Começamos a ver, dessa forma,
nuances da política brasileira que não se coadunam com os interesses voltados
para a população, pois fogem completamente ao escopo republicano e democrático
do Estado brasileiro.
Apesar das mudanças trazidas
pela Constituição de 1988, elevando os Municípios a categoria de entes
federativos, possibilitando autogoverno, autoadministração, auto-organização,
fica patente a fragilidade dos Municípios no que se referem as suas finanças,
tão necessárias ao desenvolvimento e melhoramento das realidades locais.

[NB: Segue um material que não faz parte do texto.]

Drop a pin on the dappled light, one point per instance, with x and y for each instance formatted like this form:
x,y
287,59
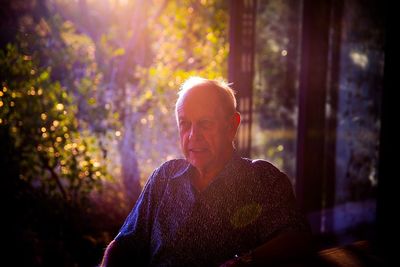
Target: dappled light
x,y
86,107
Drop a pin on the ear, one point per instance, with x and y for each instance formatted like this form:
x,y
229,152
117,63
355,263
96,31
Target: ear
x,y
235,122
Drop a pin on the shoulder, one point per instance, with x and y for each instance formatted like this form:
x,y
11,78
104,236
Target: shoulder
x,y
263,170
171,169
260,165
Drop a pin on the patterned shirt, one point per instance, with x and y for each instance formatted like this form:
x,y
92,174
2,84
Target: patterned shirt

Conforme nos esclarece Rodrigo Emanuel de Araújo Dantas, procurador da Câmara
Municipal de Natal e professor da UFRN/CERES, em artigo na Revista L & C nº
156 de julho de 2011:
Nesse
contexto, ficam comprometidas a eficiência e a presteza de suas principais
atribuições institucionais, a prestação der serviços públicos de saúde e o
ensino fundamental (art. 30, VI e VII, da CF/88). Como exigir a eficiência de
sua missão constitucional,
se o
Município fica com apenas 15% dos recursos, frente aos 25% repartidos entre os
Estados e os 60% da União Federal?
Portanto torna-se clara a
submissão e dependência dos Municípios brasileiros, principalmente, em relação
à União Federal, pois com parcos recursos viram massa de manobra nas mãos de
quem exercer o poder central e pretende se agarra ao poder, seja o partido ou
mesmo o político.
No caso do “político”, este
precisa da dependência das “bases”, ou melhor, “curral eleitoral”, para praticar
assistencialismo e proselitismo[i] político e, assim, angariar
os votos dos pobres munícipes necessitados.

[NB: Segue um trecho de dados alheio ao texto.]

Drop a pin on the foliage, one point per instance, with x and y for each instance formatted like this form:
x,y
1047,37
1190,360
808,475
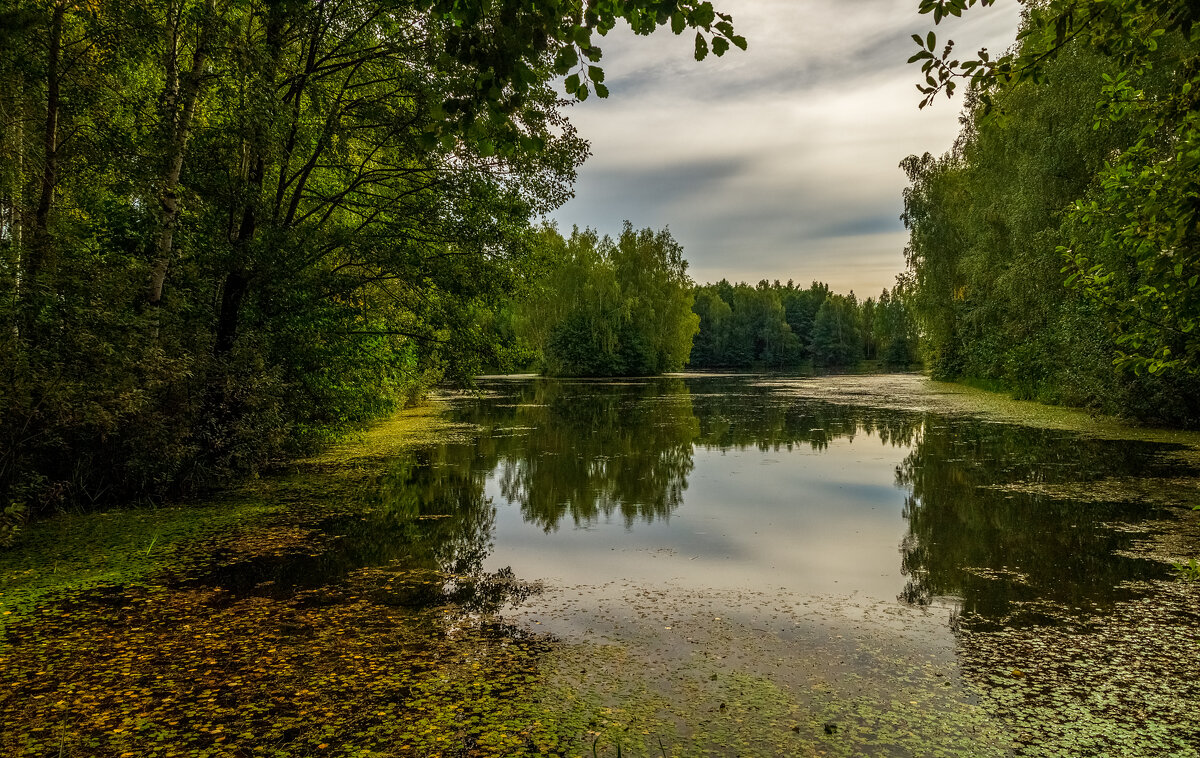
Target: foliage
x,y
610,307
1096,107
779,325
989,223
231,230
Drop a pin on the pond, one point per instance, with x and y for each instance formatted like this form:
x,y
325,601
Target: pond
x,y
691,565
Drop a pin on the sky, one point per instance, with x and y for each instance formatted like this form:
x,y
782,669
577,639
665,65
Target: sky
x,y
780,162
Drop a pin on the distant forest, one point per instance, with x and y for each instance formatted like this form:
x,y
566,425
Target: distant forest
x,y
625,306
779,325
1054,250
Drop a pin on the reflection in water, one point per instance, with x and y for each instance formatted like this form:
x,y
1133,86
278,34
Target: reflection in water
x,y
823,509
1003,551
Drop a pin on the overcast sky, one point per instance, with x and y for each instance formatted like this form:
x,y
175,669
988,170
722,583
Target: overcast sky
x,y
780,162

Isso fica patente na história
política do nosso país ao verificarmos as idas e vindas do poder central, no
que tange à autonomia dos Municípios. Todos sabem que os Municípios têm relação
direta com sua população e, portanto, merecia mais liberdade e autonomia
financeira para melhorar a qualidade de vida dos munícipes. Assim, o Brasil
seria outro.
Nesse sentido podemos inferir o
porquê dos redentores programas sociais do governo federal, tais como: bolsa
escola, vale gás etc. e do assistencialismo de muitos políticos. Não querem
libertar o povo.
Tai a quem interessa o
enfraquecimento dos municípios brasileiros!
[i] Proselitismo: Forma de busca de membro de uma religião
para outra, utilizando mecanismos que contrariam de certo forma a ética e o
costume, bem como ferindo o respeito que deveria haver entre as religiões.
*Estudante
do 6º período de Direito/UERN
REFERÊNCIA
BIBLIOGRÁFICA
BRASIL.
Constituição (1988). Constituição da
República Federativa do Brasil. 29 ed. Brasília: Câmara dos Deputados, 2008.
JÚNIOR, Dirley da Cunha. Curso de direito constitucional. 3ª ed.
Revisada, ampliada e atualizada. Bahia: Editora Podivm, 2009.
SILVA, José Afonso da. Curso de Direito Constitucional. 20ª
ed. Ver. Amp. Atual., São Paulo: Malheiros, 2002.
HORTA, Raul Machado. Direito Constitucional. 2ª ed. , ver.
Atual. Amp., Belo Horizonte: Del Rey, 1999.